The table below shows values for the first five datapoints, of 13, of a dataset concerned with predicting the heat evolved when cement sets via knowledge of its constituents. There are two explanatory variables, tricalcium aluminate (TA) and tricalcium silicate (TS), and the response variable is the heat generated in calories per gram (heat).

heat TA TS
78.5 7 26
74.3 1 29
104.3 11 56
87.6 11 31
95.9 7 52
\(\vdots\) \(\vdots\) \(\vdots\)
  1. Load the cemheat dataset.

  2. Make scatterplots of heat against each of TA and TS in turn, and comment on what you see.

  3. Use GenStat to fit each individual regression equation (of heat on TA and of heat on TS) in turn, and then to fit the regression equation with two explanatory variables. Does the latter regression equation give you a better model than either of the individual ones?

  4. According to the regression equation with two explanatory variables fitted in part (b), what is the predicted value of heat when TA = 15 and TS = 55?

  5. By looking at the (default) composite residual plots, comment on the appropriateness of the fitted regression model.

The solution is in the Section 5.1 solutions notebook.

Exercise 5.3: Fitting a quadratic regression model

In Unit 3, the dataset anaerob was briefly considered (Example 3.1) and swiftly dismissed as a candidate for simple linear regression modelling. The reason is clear from the figure below, in which the response variable, expired ventilation (\(y\)), is plotted against the single explanatory variable, oxygen uptake (\(x\)). (The same plot appeared as Figure 3.1 in Example 3.1.) A model quadratic in \(x\), i.e. \(E(Y) = \alpha + \beta x + \gamma x^2\), was suggested instead.

anaerobic <- read.csv('anaerob.csv')
ggplot(anaerobic, aes(x=oxygen, y=ventil)) + geom_point()

Since this quadratic model is nonetheless linear in its parameters, we can fit it using multiple regression of \(y\) on \(x\) plus the new variable \(x^2\). Even though \(x_1 = x\) and \(x_2 = x^2\) are closely related, there is no immediate impediment to forgetting this and regressing on them in the usual way.
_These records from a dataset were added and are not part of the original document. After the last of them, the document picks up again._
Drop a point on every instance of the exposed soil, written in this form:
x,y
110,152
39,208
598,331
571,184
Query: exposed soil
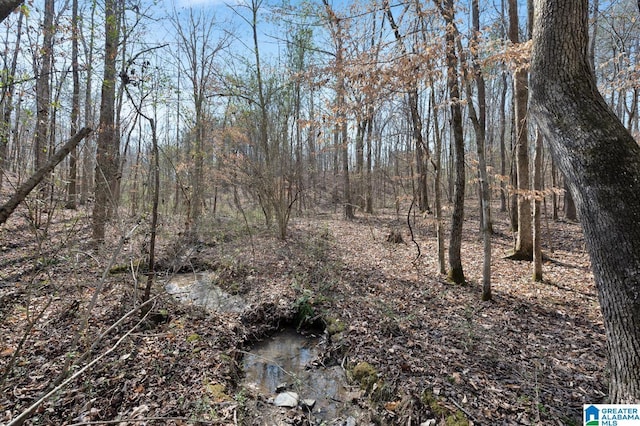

A variable such as \(x_2\) is sometimes called a derived variable.

  1. Using GenStat, perform the regression of expired ventilation (ventil) on oxygen uptake (oxygen). Are you at all surprised by how good this regression model seems?

  2. Now form a new variable oxy2, say, by squaring oxygen. (Create a new column in the anearobic dataframe which is anaerobic$oxygen ^ 2.) Perform the regression of ventil on oxygen and oxy2. Comment on the fit of this model according to the printed output (and with recourse to Figure 3.2 in Example 3.1).

  3. Make the usual residual plots and comment on the fit of the model again.

The solution is in the Section 5.1 solutions notebook.